By 1924, the holiday had gained some national prominence. President Calvin Coolidge that year recognized Father's Day and made it known that he wanted more states to get involved.

In 1966, President Lyndon Johnson signed an order proclaiming the third Sunday in June as Father's Day. He even requested that flags on all government buildings be flown that day.

In 1972, President Richard Nixon signed a proclamation permanently observing Father's Day on the third Sunday in June. And today, Father's Day is celebrated in over 50 countries around the globe on various days throughout the year.

All because of a young girl who appreciated her dad's love and wanted to see his efforts acknowledged. William Jackson Smart died in 1919, so he got to celebrate 10 Father's Days with his grateful daughter.

Throughout Spokane, events are planned to celebrate Father's Day, as they always are, but this year is special.

Pam Scott, communication manager for the Spokane Regional Convention and Visitor's Bureau, told AOL News they are taking the centennial seriously.

"Father's Day is such a part of our history, and when you reach a milestone like this, it's a good opportunity to look back, reflect and leverage the history into a truly unforgettable celebration," Scott said.

"We have many special events planned, and locals and visitors alike are encouraged to take part in this special day.
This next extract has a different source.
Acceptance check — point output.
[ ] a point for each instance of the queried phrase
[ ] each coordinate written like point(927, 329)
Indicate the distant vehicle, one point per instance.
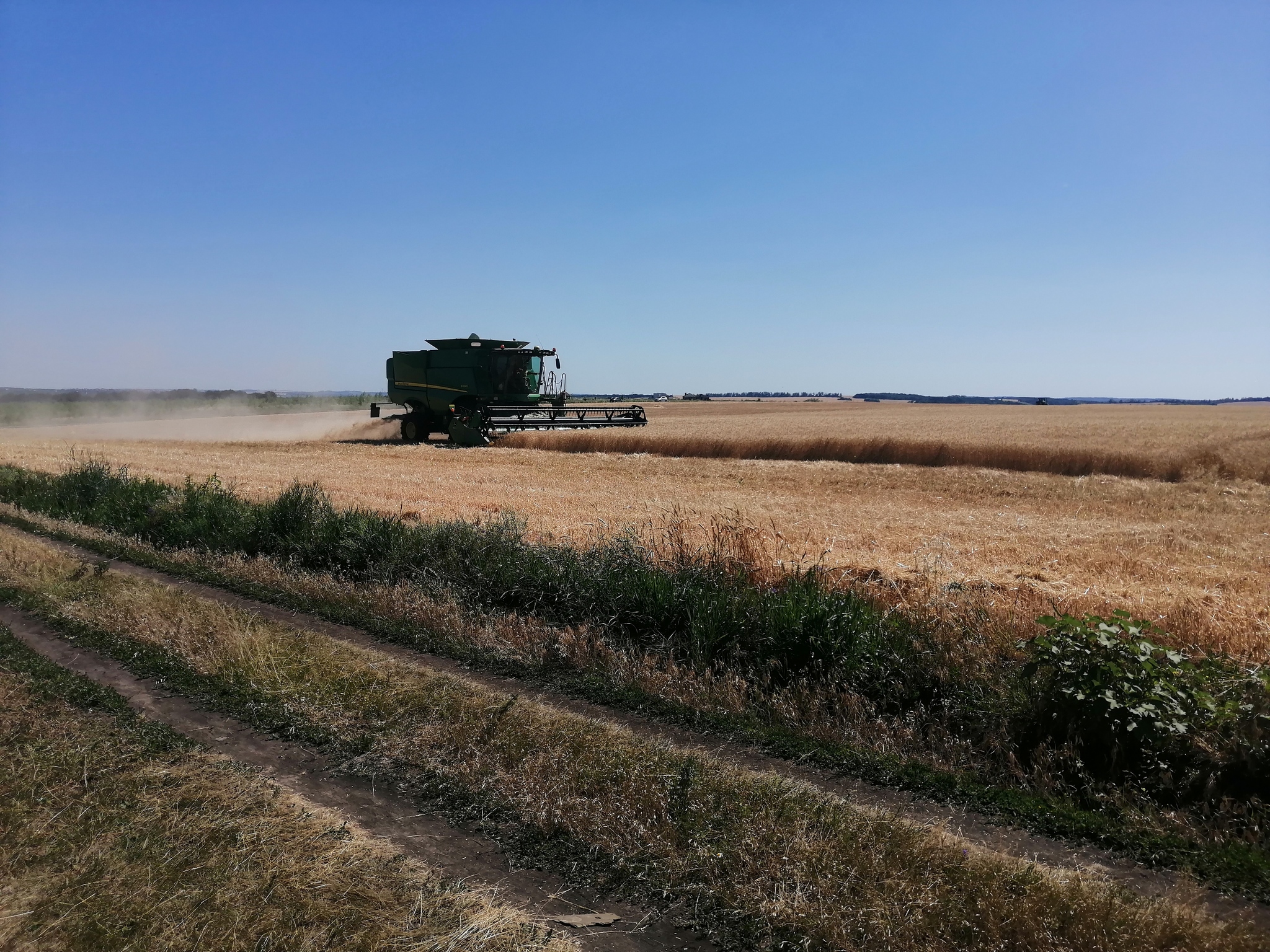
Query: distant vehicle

We even have Sonora Smart Dodd's granddaughter coming to Spokane from Vienna, Austria."

Dads around Spokane will be toasted with Papa's Pale Ale, a specially crafted beer created by the brew master at Coeur d'Alene Brewing Company and Steam Plant Grill (available only in June this year).

Plus, many events are planned, including tours of the historic Dodd home, a patriotic salute to Father's Day, a Daddy-Daughter Tea, a symphony concert and a historic Father's Day walking tour.

Spokane is a city that proudly and enthusiastically wraps itself in its Father's Day history, providing just the right amounts of preservation and celebration. The city is also gracious when it comes to acknowledging the origin of another Father's Day landmark.

"Back in Fairmont, W.Va., they had a Father's Day in 1908, two years before ours," Scott said. "While it wasn't held regularly each year as Spokane's was, we still honor the sentiment of Grace Clayton."

Clayton had suggested to the pastor of her church that they honor fathers after the nearby 1907 Monongah mine explosion, which killed more than 360 men -- 210 of them fathers. The church complied with Clayton's wishes and, as Scott points out, the holiday failed to gain the traction it did in Spokane.

However, if you happen to be near the Central United Methodist Church in Fairmont on Sunday, know that they do a very nice Father's Day service -- right in the same place where the first ceremony was held.